We are interested in continuous graphical models with third-order interactions, and we propose to use our method as an approximate inference algorithm for this model class. We construct a dataset of random continuous PGMs with third-order interactions and evaluate the accuracy of our message-passing algorithm against an expensive sampling approach. For each inference problem, a factor graph is randomly constructed such that 3-factors are generated using the aforementioned WS-flex variant, and 2-factors are generated using the regular WS-flex algorithm. Each graph structure is parametrized by three numbers: the average outdegree of variable nodes to 2-factor nodes \(k_2\), the average outdegree of variable nodes to 3-factor nodes \(k_3\), and the rewiring probability p. \(k_2\) is uniformly sampled from \([2,n-1]\), \(k_3\) is uniformly sampled from \([2,\lfloor (n-1)(n-2)/6\rfloor ]\), and p is uniformly sampled from [0, 1]. An isotropic 4th-order base measure is added to ensure the joint density is normalizable:

$$\begin{aligned} p({\textbf{x}}) \propto \exp \left[ - \beta \left( \sum _{p=1}^{3}\sum _{i\in \mathbbm {1}_{\mathcal {V}}} b_{i,p} x_i^p + \!\!\!\!\!\!\!\!\!\sum _{(ij)\in \mathcal {N}(\mathcal {F}_2)}\!\!\!\!\!\!\!\!K_{ij}x_ix_j + \!\!\!\!\!\!\!\!\!\sum _{(ijk)\in \mathcal {N}(\mathcal {F}_3)}\!\!\!\!\!\!\!\!\!J_{ijk}x_ix_jx_k + \Vert {\textbf{x}}\Vert _{\ell _4}^4 \right) \right] \end{aligned}$$
(12)

The bias parameters \(\{b_{i,p}\}\) and interaction strengths \(\{K_{ij}\},\{J_{ijk}\}\) are sampled from a standard normal distribution \(\mathcal {N}(0,1)\). The inverse temperature \(\beta \) is chosen to be 0.3. Note that this exponential family of distributions is not closed under marginalization: marginals are not in the same family as the joint.

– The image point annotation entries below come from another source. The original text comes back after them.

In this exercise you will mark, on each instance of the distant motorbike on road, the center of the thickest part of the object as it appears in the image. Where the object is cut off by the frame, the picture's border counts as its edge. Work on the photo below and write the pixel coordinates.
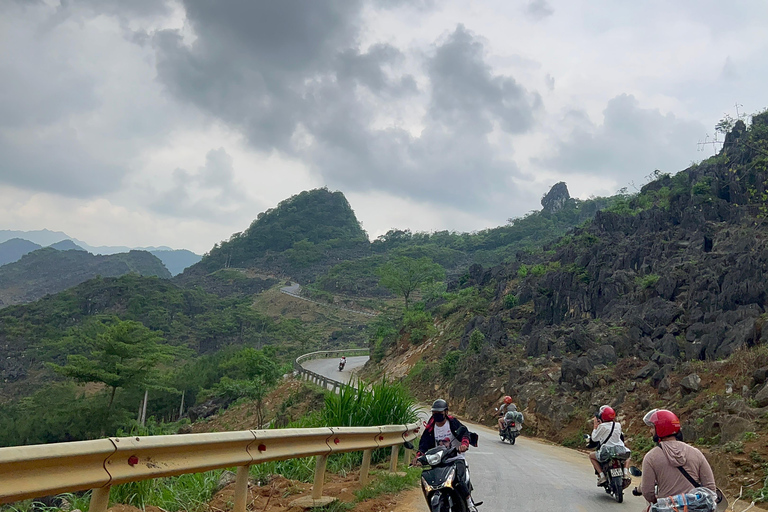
(438, 483)
(509, 433)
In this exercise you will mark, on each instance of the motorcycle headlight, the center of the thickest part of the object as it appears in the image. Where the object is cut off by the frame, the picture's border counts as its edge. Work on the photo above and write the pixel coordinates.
(449, 478)
(433, 459)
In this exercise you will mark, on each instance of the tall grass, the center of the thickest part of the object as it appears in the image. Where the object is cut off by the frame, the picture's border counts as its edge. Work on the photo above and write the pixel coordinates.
(378, 404)
(190, 493)
(382, 403)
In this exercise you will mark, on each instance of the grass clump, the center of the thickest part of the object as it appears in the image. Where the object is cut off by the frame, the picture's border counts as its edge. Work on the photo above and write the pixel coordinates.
(389, 483)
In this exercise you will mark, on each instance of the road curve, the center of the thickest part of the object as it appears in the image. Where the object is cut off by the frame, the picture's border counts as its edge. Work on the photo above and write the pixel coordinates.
(530, 476)
(330, 367)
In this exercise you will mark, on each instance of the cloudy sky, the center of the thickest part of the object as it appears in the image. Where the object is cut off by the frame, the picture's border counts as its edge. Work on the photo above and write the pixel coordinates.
(151, 122)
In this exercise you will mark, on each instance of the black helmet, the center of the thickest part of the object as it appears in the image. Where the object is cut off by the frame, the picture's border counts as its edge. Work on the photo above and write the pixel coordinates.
(439, 405)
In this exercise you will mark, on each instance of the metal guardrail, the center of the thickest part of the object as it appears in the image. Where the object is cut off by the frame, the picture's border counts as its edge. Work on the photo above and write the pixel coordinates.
(342, 308)
(322, 380)
(41, 470)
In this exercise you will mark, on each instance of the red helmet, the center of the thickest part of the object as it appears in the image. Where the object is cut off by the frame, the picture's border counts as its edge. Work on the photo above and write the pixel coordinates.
(607, 413)
(665, 422)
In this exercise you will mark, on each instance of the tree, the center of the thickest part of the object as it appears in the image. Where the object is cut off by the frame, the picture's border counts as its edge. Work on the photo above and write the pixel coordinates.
(125, 355)
(404, 275)
(252, 373)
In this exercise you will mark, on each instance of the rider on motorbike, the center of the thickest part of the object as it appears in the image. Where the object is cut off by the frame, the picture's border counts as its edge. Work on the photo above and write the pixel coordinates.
(669, 467)
(503, 409)
(606, 433)
(444, 428)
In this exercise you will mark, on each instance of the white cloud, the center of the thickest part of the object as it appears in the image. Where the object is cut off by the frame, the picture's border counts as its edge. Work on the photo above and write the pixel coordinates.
(99, 111)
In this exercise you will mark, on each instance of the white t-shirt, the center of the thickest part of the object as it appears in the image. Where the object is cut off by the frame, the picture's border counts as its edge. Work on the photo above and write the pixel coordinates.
(445, 432)
(600, 434)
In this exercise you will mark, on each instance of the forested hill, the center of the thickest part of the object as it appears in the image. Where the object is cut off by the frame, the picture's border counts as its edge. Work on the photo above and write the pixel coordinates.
(13, 249)
(315, 238)
(302, 231)
(659, 300)
(46, 271)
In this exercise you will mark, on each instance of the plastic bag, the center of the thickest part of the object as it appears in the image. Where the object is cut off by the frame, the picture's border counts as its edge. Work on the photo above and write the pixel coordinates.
(699, 499)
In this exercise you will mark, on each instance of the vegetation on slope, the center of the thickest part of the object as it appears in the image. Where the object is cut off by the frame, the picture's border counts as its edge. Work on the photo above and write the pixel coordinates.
(663, 288)
(46, 271)
(301, 231)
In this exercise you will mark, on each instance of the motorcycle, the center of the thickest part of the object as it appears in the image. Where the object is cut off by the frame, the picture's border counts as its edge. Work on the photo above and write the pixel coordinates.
(613, 469)
(720, 501)
(509, 433)
(438, 483)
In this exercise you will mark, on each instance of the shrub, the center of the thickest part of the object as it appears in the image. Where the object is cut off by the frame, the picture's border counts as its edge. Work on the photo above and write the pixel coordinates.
(510, 301)
(449, 366)
(476, 341)
(418, 323)
(647, 281)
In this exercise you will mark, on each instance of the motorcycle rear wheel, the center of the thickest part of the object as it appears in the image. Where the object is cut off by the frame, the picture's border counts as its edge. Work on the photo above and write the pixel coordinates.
(617, 483)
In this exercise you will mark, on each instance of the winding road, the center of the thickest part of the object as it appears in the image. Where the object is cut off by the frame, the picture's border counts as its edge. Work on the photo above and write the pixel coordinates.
(530, 476)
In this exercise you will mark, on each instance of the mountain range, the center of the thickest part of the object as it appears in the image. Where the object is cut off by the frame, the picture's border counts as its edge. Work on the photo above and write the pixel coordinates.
(14, 244)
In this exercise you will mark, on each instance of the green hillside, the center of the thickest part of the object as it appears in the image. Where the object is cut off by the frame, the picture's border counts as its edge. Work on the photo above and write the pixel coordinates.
(46, 271)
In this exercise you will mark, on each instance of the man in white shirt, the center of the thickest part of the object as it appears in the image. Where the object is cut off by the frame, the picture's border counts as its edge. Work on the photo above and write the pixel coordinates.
(606, 432)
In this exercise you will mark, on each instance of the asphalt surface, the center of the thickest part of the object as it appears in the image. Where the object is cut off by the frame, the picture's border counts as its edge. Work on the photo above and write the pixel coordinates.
(330, 367)
(529, 476)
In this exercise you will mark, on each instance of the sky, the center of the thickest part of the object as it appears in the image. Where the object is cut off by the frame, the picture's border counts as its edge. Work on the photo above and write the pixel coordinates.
(175, 122)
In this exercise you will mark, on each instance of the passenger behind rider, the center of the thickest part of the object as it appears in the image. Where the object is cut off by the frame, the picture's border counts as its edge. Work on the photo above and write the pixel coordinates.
(503, 409)
(513, 416)
(606, 432)
(661, 466)
(447, 430)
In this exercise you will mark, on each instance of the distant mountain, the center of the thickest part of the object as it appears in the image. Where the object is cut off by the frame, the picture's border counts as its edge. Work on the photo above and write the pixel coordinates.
(13, 249)
(66, 245)
(302, 236)
(177, 260)
(42, 237)
(48, 270)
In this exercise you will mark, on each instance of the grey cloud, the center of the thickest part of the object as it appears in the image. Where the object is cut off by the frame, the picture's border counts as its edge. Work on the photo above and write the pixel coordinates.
(367, 69)
(629, 144)
(538, 10)
(68, 124)
(282, 68)
(465, 90)
(56, 162)
(451, 161)
(217, 176)
(251, 61)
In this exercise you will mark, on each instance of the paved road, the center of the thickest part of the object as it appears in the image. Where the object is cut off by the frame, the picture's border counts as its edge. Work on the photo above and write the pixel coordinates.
(330, 367)
(530, 476)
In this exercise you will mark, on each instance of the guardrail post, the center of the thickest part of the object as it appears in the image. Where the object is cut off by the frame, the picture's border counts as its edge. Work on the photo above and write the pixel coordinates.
(241, 489)
(366, 467)
(393, 459)
(317, 488)
(99, 499)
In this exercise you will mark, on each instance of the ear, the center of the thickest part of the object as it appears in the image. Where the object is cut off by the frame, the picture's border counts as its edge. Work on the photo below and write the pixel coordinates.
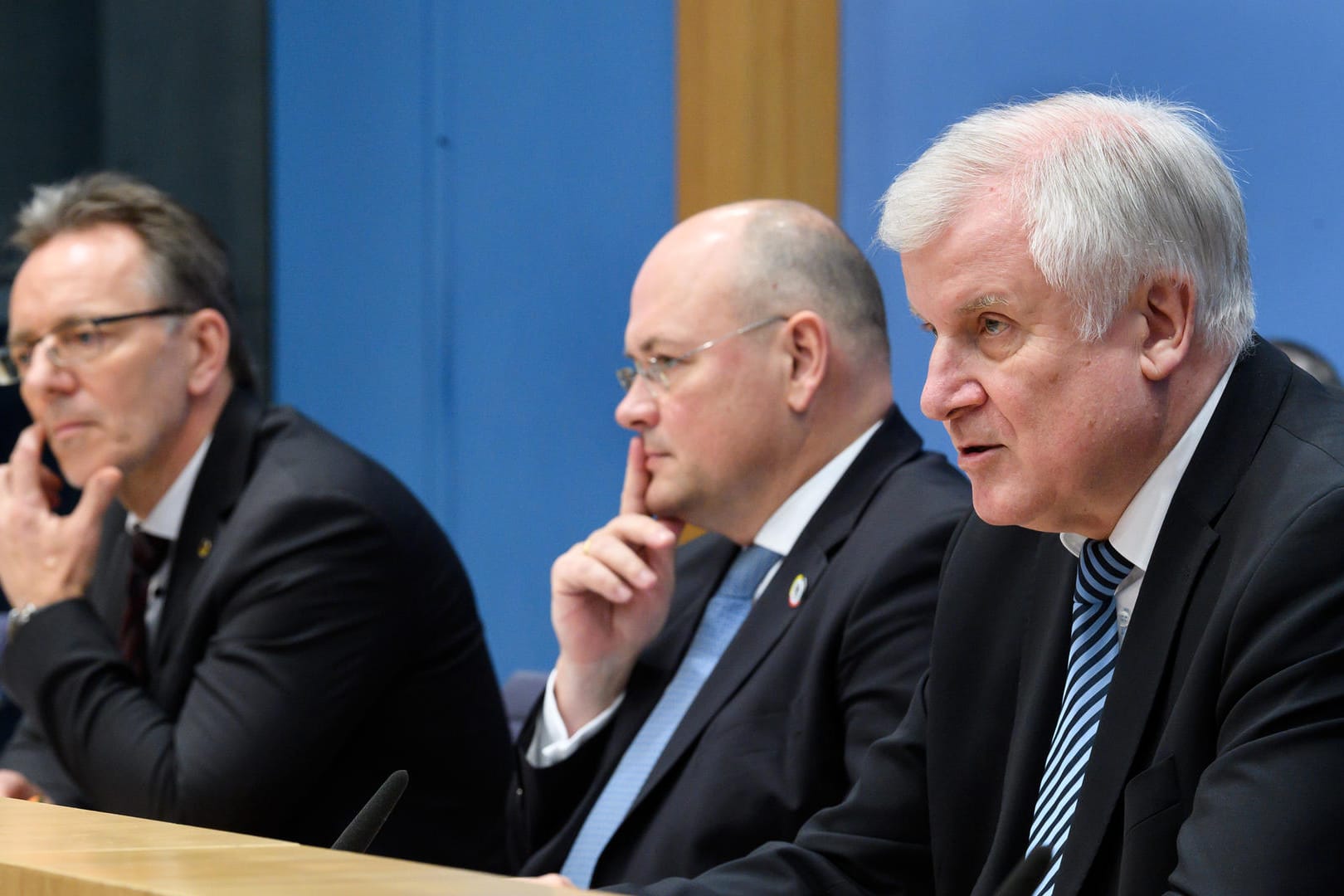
(207, 340)
(808, 345)
(1166, 308)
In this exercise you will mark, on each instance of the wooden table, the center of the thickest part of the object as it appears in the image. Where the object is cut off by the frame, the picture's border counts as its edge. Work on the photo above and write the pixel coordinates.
(56, 850)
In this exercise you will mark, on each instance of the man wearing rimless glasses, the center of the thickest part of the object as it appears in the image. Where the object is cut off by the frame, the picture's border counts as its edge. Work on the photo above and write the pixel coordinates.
(709, 698)
(244, 624)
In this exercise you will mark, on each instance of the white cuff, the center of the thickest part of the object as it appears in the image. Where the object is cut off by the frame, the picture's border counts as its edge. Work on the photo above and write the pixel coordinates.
(552, 740)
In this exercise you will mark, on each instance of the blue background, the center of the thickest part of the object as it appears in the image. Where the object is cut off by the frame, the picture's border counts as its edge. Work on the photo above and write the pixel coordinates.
(463, 193)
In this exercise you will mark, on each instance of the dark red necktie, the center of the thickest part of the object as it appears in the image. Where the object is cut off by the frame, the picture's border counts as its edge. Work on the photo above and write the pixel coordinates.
(147, 555)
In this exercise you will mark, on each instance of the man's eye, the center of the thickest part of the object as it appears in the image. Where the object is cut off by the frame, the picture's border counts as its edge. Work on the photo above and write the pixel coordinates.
(80, 336)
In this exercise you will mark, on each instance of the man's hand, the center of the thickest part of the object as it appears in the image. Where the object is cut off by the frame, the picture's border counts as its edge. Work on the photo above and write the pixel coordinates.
(15, 786)
(609, 598)
(47, 558)
(558, 881)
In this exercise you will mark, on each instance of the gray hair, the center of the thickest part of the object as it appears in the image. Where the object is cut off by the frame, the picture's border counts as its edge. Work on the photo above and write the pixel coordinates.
(187, 264)
(1110, 190)
(795, 257)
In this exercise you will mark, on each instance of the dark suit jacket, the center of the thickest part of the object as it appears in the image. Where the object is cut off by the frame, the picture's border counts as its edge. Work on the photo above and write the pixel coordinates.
(318, 635)
(782, 724)
(1218, 763)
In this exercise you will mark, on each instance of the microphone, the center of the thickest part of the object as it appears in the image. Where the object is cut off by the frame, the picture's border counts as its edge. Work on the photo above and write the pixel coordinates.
(360, 833)
(1022, 880)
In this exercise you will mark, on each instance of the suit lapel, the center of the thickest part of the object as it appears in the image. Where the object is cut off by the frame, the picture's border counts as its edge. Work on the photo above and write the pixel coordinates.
(223, 473)
(1187, 538)
(891, 445)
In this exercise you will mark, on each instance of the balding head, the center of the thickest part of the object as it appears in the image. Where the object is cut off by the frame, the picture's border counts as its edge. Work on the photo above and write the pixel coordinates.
(761, 338)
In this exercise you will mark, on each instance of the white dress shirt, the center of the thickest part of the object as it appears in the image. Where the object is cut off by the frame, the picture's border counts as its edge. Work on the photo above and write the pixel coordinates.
(164, 522)
(553, 743)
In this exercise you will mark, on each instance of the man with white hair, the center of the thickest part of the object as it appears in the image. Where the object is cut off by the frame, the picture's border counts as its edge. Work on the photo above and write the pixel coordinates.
(1136, 663)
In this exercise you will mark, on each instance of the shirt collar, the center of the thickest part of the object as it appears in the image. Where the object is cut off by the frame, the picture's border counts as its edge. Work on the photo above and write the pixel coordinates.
(1136, 531)
(784, 527)
(166, 518)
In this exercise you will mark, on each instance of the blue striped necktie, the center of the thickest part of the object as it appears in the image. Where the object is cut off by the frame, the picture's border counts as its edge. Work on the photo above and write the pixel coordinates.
(723, 616)
(1092, 661)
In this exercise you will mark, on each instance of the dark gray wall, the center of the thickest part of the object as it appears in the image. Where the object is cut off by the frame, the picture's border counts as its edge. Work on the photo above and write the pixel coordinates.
(169, 90)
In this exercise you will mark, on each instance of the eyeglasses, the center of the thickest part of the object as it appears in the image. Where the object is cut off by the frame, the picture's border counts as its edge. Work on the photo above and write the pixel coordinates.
(73, 343)
(655, 370)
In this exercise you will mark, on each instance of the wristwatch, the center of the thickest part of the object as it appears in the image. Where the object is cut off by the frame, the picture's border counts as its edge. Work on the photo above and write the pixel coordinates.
(19, 618)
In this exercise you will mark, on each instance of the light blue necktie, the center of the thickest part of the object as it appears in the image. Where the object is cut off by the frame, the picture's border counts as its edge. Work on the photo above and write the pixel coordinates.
(722, 618)
(1092, 661)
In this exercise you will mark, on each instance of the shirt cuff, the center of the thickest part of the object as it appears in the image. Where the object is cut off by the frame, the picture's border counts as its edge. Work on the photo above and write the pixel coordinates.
(552, 740)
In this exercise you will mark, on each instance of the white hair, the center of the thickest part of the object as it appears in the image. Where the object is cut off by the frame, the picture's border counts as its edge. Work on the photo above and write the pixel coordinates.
(1110, 190)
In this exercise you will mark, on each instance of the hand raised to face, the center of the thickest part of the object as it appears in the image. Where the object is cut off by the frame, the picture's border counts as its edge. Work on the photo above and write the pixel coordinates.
(609, 598)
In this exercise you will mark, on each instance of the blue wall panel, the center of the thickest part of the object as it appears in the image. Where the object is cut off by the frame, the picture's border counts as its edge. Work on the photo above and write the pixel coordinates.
(1268, 73)
(463, 193)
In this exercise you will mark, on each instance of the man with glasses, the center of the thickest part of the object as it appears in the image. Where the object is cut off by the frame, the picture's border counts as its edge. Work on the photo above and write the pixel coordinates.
(244, 624)
(710, 698)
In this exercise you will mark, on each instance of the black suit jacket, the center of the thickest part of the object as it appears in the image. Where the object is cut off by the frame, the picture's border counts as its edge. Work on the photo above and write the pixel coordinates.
(318, 635)
(782, 726)
(1218, 762)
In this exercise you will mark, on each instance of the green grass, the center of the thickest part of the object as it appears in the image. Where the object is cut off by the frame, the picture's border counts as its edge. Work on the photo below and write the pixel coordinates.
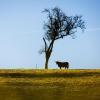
(50, 84)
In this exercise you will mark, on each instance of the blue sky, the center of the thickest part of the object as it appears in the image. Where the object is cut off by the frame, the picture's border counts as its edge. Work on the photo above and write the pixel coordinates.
(21, 32)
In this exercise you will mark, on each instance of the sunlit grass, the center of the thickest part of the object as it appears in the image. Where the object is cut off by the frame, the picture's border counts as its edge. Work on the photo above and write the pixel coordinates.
(52, 84)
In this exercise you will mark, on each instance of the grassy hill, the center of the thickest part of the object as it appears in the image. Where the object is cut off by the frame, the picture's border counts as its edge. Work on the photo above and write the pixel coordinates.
(52, 84)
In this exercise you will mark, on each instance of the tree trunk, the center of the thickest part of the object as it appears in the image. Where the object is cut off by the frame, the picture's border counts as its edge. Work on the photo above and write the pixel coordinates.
(47, 56)
(46, 63)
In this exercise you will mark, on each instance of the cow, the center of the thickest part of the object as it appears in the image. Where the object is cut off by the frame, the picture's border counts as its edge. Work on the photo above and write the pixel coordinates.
(62, 64)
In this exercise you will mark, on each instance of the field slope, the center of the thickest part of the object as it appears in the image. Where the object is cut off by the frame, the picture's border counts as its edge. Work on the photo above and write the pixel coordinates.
(50, 84)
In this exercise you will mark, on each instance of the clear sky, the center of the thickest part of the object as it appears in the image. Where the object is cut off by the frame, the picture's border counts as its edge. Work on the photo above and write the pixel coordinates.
(21, 32)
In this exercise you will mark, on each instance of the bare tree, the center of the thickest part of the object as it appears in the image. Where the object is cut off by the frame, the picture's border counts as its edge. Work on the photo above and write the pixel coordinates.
(57, 27)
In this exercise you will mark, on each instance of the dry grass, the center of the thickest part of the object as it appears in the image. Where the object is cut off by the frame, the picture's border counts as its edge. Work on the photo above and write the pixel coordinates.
(50, 84)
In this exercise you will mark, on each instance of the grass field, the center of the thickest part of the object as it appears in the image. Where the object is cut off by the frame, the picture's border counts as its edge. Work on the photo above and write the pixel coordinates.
(50, 84)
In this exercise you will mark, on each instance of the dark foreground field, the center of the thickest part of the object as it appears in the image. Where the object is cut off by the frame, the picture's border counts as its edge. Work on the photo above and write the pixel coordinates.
(49, 84)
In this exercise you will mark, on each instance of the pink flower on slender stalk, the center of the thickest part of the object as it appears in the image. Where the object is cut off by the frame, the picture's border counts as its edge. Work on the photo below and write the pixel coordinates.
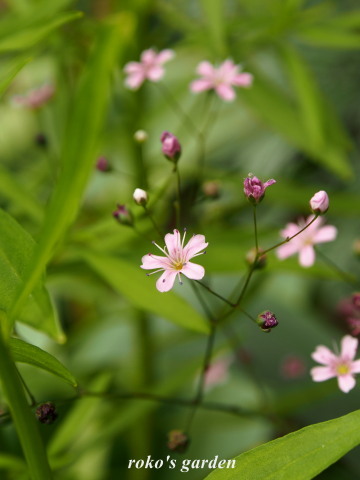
(303, 244)
(176, 260)
(341, 366)
(150, 68)
(37, 97)
(221, 79)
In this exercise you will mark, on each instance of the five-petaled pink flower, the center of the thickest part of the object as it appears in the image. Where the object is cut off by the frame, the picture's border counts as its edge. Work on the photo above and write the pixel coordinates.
(341, 366)
(303, 244)
(221, 79)
(176, 260)
(150, 67)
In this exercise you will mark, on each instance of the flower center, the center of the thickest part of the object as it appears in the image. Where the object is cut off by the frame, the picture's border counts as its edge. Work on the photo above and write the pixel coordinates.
(342, 369)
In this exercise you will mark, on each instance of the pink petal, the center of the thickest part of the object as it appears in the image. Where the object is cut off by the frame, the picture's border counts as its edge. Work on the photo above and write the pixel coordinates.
(195, 245)
(201, 85)
(323, 355)
(133, 67)
(225, 92)
(205, 69)
(325, 234)
(148, 56)
(307, 256)
(319, 374)
(346, 382)
(155, 73)
(165, 56)
(348, 347)
(243, 80)
(193, 271)
(135, 80)
(166, 281)
(173, 242)
(355, 366)
(151, 261)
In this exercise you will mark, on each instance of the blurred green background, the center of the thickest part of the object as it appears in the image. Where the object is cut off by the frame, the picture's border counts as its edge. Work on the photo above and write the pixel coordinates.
(299, 124)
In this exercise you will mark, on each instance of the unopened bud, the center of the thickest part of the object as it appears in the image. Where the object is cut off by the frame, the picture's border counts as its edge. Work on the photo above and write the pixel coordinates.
(255, 259)
(103, 165)
(123, 215)
(46, 413)
(319, 203)
(140, 136)
(254, 188)
(171, 147)
(178, 441)
(267, 320)
(140, 196)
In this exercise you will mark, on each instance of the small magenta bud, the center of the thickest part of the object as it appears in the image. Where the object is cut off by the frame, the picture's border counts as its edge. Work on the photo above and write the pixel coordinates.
(256, 260)
(254, 188)
(140, 136)
(140, 196)
(123, 215)
(102, 164)
(211, 189)
(178, 441)
(171, 147)
(46, 413)
(266, 321)
(319, 203)
(41, 140)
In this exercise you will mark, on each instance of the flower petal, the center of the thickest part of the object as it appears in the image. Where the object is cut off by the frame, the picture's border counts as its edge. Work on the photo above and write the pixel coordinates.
(346, 382)
(193, 271)
(323, 355)
(348, 347)
(151, 261)
(166, 281)
(195, 245)
(320, 374)
(325, 234)
(200, 85)
(225, 92)
(307, 256)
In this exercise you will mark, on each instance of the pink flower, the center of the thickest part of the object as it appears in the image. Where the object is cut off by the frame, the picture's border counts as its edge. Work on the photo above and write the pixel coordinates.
(319, 203)
(303, 244)
(150, 67)
(221, 79)
(37, 97)
(342, 366)
(176, 260)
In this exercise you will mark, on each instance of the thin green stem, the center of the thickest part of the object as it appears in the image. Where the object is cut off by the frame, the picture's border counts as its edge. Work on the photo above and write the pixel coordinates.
(23, 418)
(287, 239)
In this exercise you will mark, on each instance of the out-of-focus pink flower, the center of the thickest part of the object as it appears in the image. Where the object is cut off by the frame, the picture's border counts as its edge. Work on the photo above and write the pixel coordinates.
(254, 188)
(171, 147)
(221, 79)
(150, 68)
(319, 203)
(341, 366)
(292, 367)
(37, 97)
(217, 372)
(176, 260)
(303, 244)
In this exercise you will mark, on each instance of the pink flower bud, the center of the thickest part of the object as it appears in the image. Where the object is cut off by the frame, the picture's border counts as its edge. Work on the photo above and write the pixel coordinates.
(319, 203)
(171, 147)
(140, 196)
(254, 188)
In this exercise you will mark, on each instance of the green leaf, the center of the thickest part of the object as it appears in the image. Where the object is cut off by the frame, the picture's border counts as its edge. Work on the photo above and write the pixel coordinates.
(24, 39)
(16, 249)
(298, 456)
(129, 280)
(79, 150)
(25, 353)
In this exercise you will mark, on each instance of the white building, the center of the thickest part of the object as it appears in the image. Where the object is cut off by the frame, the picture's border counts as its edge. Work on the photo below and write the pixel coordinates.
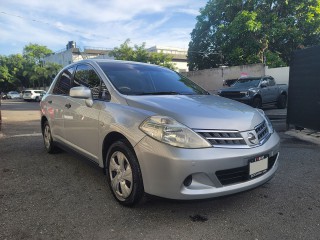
(72, 54)
(179, 56)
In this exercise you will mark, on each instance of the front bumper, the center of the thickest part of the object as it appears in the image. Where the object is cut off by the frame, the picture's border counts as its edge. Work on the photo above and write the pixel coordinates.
(165, 168)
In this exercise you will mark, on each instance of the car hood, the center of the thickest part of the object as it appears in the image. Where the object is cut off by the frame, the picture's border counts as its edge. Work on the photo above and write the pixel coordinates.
(235, 89)
(200, 111)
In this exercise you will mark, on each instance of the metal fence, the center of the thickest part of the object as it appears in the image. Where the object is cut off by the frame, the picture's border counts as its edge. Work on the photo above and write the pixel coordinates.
(304, 89)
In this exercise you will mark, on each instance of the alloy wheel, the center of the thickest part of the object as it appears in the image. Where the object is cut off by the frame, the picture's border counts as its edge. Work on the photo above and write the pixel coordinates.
(121, 177)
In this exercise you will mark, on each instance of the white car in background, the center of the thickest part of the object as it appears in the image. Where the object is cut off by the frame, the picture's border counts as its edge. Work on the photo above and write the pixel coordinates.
(13, 95)
(33, 95)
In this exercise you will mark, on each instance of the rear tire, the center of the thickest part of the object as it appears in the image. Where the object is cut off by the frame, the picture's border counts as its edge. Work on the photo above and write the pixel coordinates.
(282, 101)
(124, 174)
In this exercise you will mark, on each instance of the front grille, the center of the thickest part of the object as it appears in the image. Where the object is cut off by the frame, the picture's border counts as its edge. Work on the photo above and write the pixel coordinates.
(241, 174)
(262, 131)
(232, 94)
(216, 137)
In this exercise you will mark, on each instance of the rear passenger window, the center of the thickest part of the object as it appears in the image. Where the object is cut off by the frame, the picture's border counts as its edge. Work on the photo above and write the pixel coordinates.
(63, 84)
(87, 77)
(271, 82)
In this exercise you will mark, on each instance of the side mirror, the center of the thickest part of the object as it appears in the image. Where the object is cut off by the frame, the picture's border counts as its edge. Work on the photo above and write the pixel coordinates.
(82, 92)
(263, 84)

As an approximate ground truth for our training algorithms, we run an MCMC algorithm, the No-U-Turn Sampler (NUTS) (Hoffman and Gelman 2014), using the Stan (Stan Development Team 2021) software for a large number of steps. Our readout targets are summary statistics computed from those generated samples. For each random structure generated, we run 8 MCMC chains with 10,000 warmup steps and 10,000 sampling steps each for a random set of parameter values, and keep drawing new parameters until the potential scale reduction factor (PSRF) (Gelman et al. 1992) falls below 1.2, indicating convergence has been reached for the MCMC chains. We target the first four central moments, since the Jensen-Shannon divergence between the empirical sample distribution and corresponding moment-matched maximum-entropy distribution does not decrease substantially when including more moments. Figure 3 shows random examples of sampled univariate marginals, the corresponding singleton distributions obtained by ignoring all multivariate interactions, and their maximum entropy counterparts by matching the first four central moments. Observe that there are substantial differences between these marginals and their singleton potentials. These differences are caused by the influences of other nodes on the graph, and we would like our RF-GNNs to capture these network effects.

3.4 Training

We implement the RF-GNNFootnote 1 in PyTorch (Paszke et al. 2019) and PyTorch Geometric (Fey and Lenssen 2019) and perform all experiments on internal clusters equipped with NVIDIA GTX 1080Ti and Titan RTX GPUs. We randomly split each dataset into a training and a validation set of ratio 4:1. The testing sets are constructed separately for different graph sizes. In every experiment, we use the ADAM (Kingma and Ba 2014) optimizer with batch size 64 and initial learning rate 0.001. We multiply the learning rate by a factor of 0.2 if there is no improvement in 20 epochs, and perform early-stopping if there is no improvement in 40 epochs. We choose the dimension of hidden states for both variable and factor nodes \({\textbf{h}}_v,{\textbf{h}}_f\) to be 64. All MLP modules use SELU activations (Klambauer et al. 2017) and 2 hidden layers with 64 units per layer. We use mean-squared error (MSE) as loss on single-variate marginal precision values for the Gaussian dataset and on the first four central moments calculated from MCMC samples for the continuous third-order factor graph dataset respectively. For the binary third-order dataset, we use binary cross entropy as loss.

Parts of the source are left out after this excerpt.